Gary Conkling Life Notes

Mostly whimsical reflections on life

The Disappearance of “John Hancock”

The demise of handwriting is written on the wall. Nowhere is it more obvious than those annoying point-of-sale signatures.

John HancockA person’s “John Hancock” singles them out from everyone else. It is unique and a clue to someone’s personality. A signature with flourishes means a person is artistic. Accountants have signatures that are regimented and legible. Scribbles that are totally indecipherable belong to doctors.

Most of all, a great signature reflected someone with decent handwriting. Or at least someone who was forced to practice handwriting.

The computer and touch-screens have rendered handwriting virtually obsolete, except in the paradoxical circumstance of signing your name to verify an online sale. This strange requirement forces people who barely know how to hold a pencil to scratch their name, often at odd angles, with a stylus or a finger.

Before the advent of touch-screen signings, the last time I scrawled my name with my finger was in kindergarten.

Speaking of school, handwriting was my Achilles heel. My first “C” was in handwriting, and it may have been a mercy grade. My handwriting, as my father noted with disgust, stunk.

My father had great handwriting, which he attributed to learning the Palmer Method, which trained people to use their arms, not just their fingers, to produce a rhythmic motion and attractive rounded letters and numbers.

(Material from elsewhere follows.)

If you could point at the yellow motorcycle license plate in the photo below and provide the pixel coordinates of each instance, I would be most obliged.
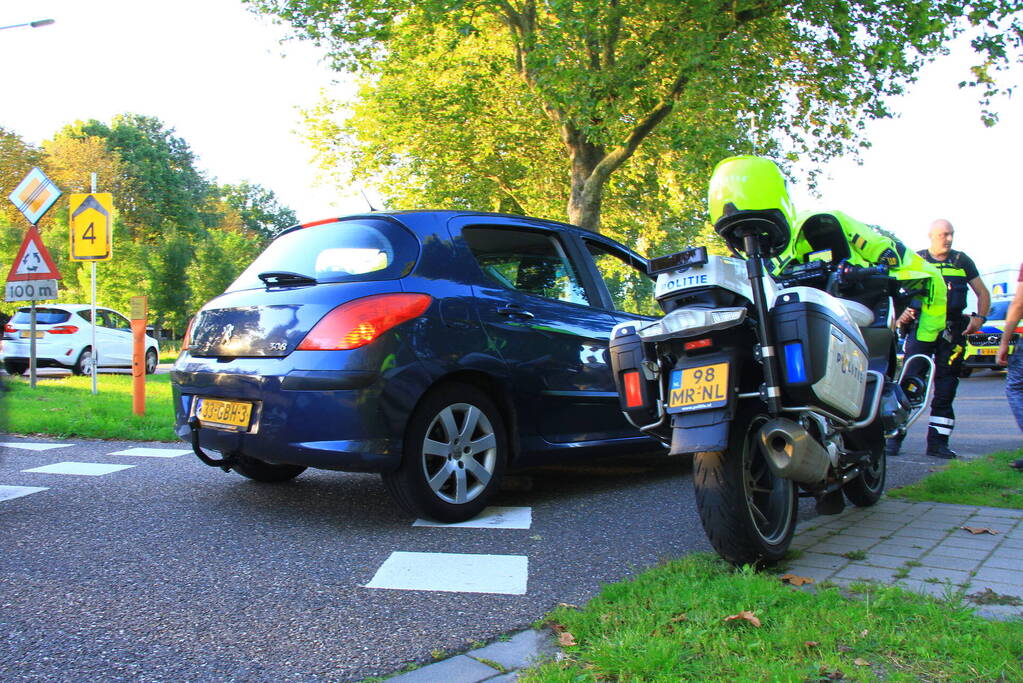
(223, 414)
(699, 388)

By the time I went to school, the only Palmer anyone mentioned was Arnold Palmer. Penmanship was subordinated to writing for self-expression. What you meant to say was more important than whether anyone could read what you wrote.

Students today barely bother to learn handwriting. Cursive has been relegated to the scrapheap as young people do pretty much everything, from homework to dating, online.

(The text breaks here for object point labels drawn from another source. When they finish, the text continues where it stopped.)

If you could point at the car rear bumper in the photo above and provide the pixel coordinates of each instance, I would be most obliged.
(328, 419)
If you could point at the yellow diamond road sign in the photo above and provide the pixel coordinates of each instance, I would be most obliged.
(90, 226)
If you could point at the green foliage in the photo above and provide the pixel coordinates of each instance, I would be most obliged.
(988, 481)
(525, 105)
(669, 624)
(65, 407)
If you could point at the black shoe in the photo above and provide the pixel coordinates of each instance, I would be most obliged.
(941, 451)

While handwriting was never my forté, signatures always fascinated me. Initially, I tried to copy my father’s sleek, clear signature. Clearly, his penmanship gene wasn’t passed along.

Then I experimented with more exotic signatures, with an exaggerated “G” and “C” and an “L” that looked like the couplet for railcars. Somewhere along the line, my signature became one, elongated scribble. Once I started, my pen never left the surface.

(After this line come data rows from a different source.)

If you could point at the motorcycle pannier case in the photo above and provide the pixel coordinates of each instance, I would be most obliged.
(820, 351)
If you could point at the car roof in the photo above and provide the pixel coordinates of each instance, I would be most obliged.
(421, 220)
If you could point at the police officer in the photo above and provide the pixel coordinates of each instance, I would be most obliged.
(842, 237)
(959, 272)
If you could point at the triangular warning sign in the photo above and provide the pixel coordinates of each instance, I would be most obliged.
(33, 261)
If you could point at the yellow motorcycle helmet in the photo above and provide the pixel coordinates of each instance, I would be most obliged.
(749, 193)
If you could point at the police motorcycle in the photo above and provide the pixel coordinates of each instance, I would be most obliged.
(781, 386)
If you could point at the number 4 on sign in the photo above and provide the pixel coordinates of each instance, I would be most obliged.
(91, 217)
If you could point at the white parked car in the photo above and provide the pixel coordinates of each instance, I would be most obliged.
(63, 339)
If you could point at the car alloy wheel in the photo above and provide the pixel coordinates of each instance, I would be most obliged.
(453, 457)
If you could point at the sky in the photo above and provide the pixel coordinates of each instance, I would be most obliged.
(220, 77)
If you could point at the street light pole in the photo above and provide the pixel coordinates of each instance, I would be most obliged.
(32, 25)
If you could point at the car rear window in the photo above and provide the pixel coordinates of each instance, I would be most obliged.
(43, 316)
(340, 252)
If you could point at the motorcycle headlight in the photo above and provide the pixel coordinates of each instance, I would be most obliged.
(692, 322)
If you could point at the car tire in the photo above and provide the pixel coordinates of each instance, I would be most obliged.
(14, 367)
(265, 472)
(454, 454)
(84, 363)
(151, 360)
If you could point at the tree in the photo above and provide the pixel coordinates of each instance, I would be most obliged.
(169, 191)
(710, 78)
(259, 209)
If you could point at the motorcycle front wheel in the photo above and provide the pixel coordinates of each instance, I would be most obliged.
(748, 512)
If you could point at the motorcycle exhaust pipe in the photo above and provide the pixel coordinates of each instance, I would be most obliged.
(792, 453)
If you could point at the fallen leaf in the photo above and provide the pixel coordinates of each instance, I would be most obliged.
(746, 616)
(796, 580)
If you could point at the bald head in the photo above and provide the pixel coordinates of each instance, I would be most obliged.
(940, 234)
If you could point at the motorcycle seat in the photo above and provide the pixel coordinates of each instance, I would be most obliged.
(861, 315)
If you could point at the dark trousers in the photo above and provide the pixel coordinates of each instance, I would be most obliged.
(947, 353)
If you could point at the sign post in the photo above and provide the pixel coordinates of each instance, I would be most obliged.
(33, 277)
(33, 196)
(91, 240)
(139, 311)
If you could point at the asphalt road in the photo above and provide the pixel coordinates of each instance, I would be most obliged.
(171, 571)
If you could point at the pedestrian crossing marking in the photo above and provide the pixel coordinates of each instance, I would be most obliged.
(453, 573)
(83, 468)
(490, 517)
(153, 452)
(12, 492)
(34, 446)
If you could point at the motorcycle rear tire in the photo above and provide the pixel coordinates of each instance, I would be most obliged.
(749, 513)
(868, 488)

The trouble with this approach was the inevitable hand cramp that made for unpredictable, frenetic signature endings, sometimes extending off the edge of the page. I fretted this may appear as if was having a nervous breakdown or trying to impersonate Salvador Dali.

I settled on a signature that had the character of a hand ballet. I wrote my first name and last name with my middle initial in between as a kind of pirouette.

Over the years, my signature evolved. Enough so that the county clerk wondered if I was the same person and made me come in to register a new “official” signature. I get very nervous every time I have to sign my vote-by-mail secrecy envelope, worrying whether my signature has evolved some more.

At work, I consented to an electronic signature that could be used in rare occasions when my signature was needed, but I wasn’t around. This proved somewhat awkward when my sample signatures all looked noticeably different. We only use my electronic signature when we send something to somebody who doesn’t know me.

In previous occupations, I was called upon to act as the official “signer.” This required marathon signing sessions of at times hundreds of individual letters. And the signature wasn’t my own, but an attempt at an accurate forgery of my boss. This led to occasional identity confusion as I would absentmindedly sign my own checks with someone else’s name.

GBM_SignatureScreen_FINAL_for_pr-642x500My signature deteriorated when I first was forced to sign on those small, stubborn POS screens. Most require a couple of taps before the stylus is activated, so my balletic rhythm is thrown off.  It took awhile before my conscience allowed me to scribble without regard to whether it resembled my real signature.

The Apple store is even more challenging because the nomadic clerks handle the entire transaction on iPhones, including your signature using your finger. The result looks like something I did in kindergarten using the same finger.

I foresee a world not far away where signatures will be a thing of the past. We will identify ourselves with arcane passwords or eye prints. Handwriting will go the way of quilting, only performed by people who yearn for the past and can’t figure out computers. Handwriting samples will become the province of geeks and collectors. Diaries will be composed on electronic watches that keep track of how many steps you take each day and the time zone in Bhutan.

The signature, elegant or ecstatic, will slip into history as an useless relic and  an endearing quirk of the wrist. Another chip out of our humanity.